In briefly tracing this immigrant family and a few descendants, one notices an interesting trend, which might be called a Law of Diminishing Returns: Lars and Gunda Borg produced 15 children; their son, Karsten, 4; and his son, Lars, 2. We can't fault the Montana climate for reducing fertility, for Lars and Gunda had 7 after immigrating, but the dwindling of family-size is a reality.
Of course, nowadays ranches have airplanes, hundreds of television channels, internet connections, bigger, air-conditioned and GPS-guided machines, and cell phones that work every now and then, but have the lives of ordinary ranching people changed that drastically since Karsten Borg's young manhood?

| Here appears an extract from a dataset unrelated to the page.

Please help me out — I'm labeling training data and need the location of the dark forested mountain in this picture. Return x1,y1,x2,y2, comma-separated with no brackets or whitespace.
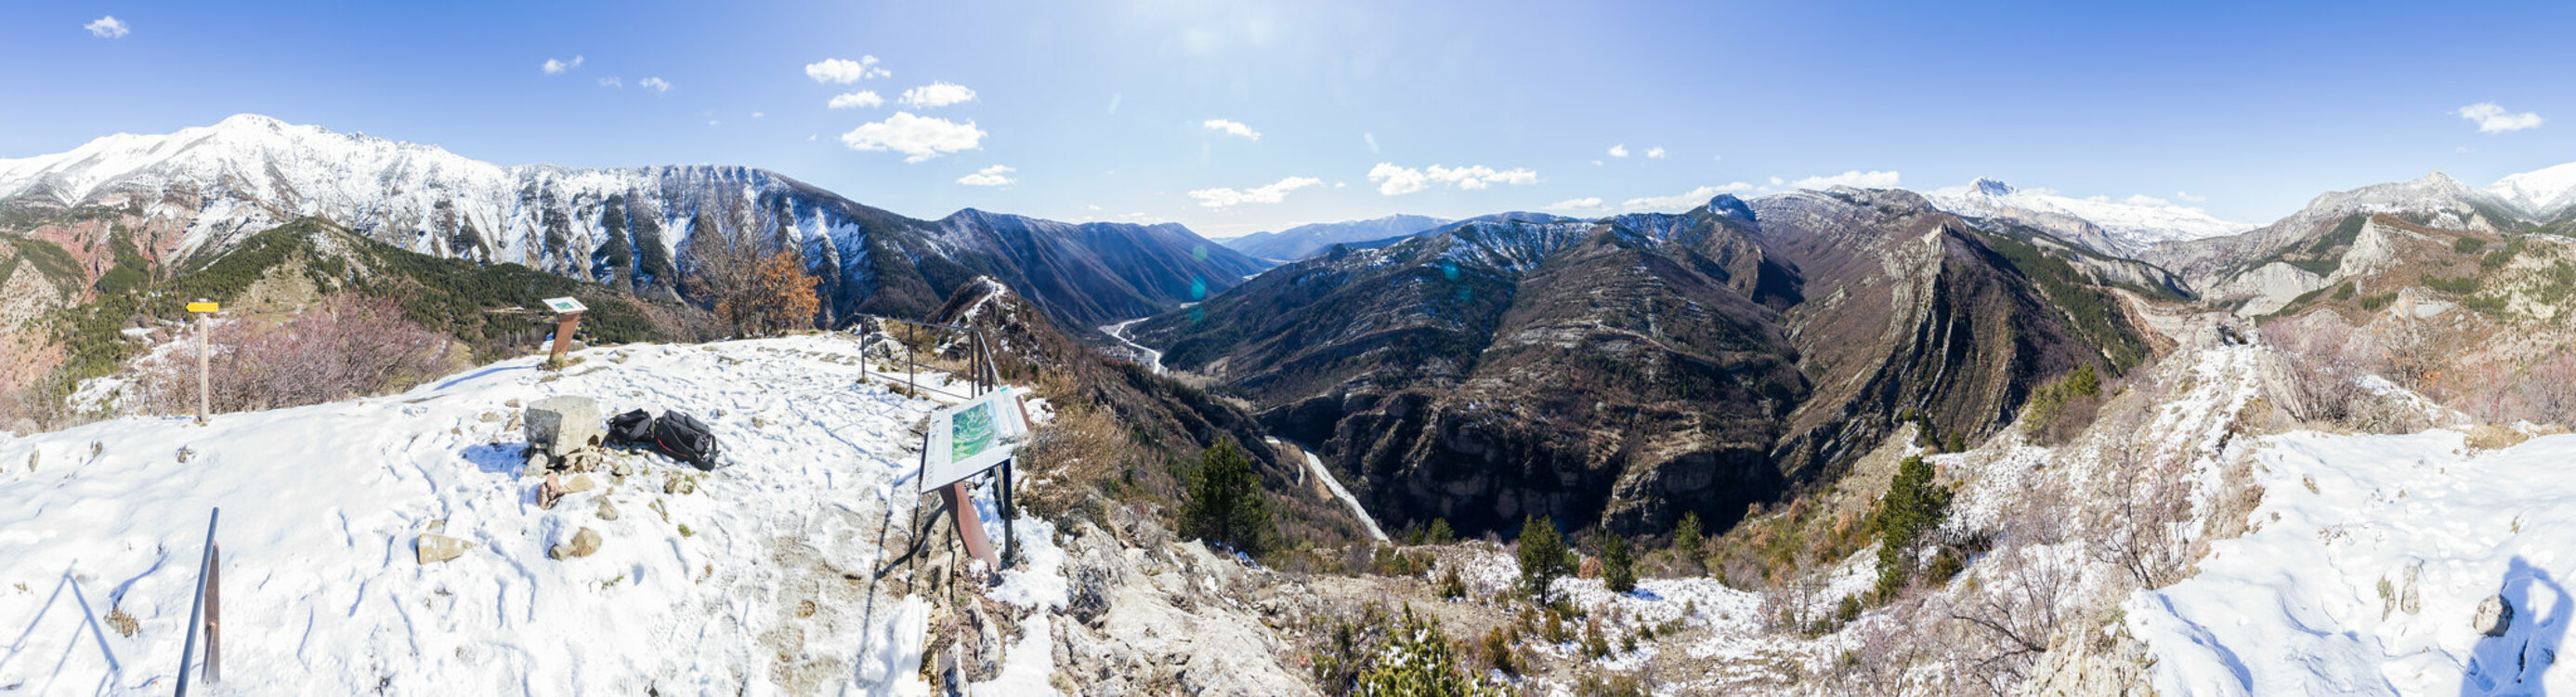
1131,191,2156,537
1220,214,1452,263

The men still need to do all farming/ranching tasks, including welding and heavy machinery repair, and the women, when not at their mates' sides, cook, clean, wash, plant, sew, and entertain families. At times it's still necessary to hire oneself out to labor on another person's land, and the husbands and wives attend church and, when able to get away, take vacations, mostly within our country's borders. They continue to enjoy fishing, hunting, and finding Indian artifacts and fossils.
We aren't acquainted with anyone that skies to visit friends or family on neighboring ranches, but we know some that walked long distances to spend weekends at home after boarding in town to attend school.
The Model T is a regular relic, probably unknown to most, but people still must push and pull each other out of snow drifts and the canyons the Road Department makes alongside some roads. When there's a dearth of snow, the County still has seen fit to provide a ration of mud to keep the roads interesting.
It seems to us that the essential, nuts and bolts of ordinary ranch life have not altered greatly since Lars and Gunda decided in 1911 to try their luck in America. The reason for this, we suspect, is that it's a good way of life, and we also observe most every day that ordinary people are always capable of extraordinary achievements.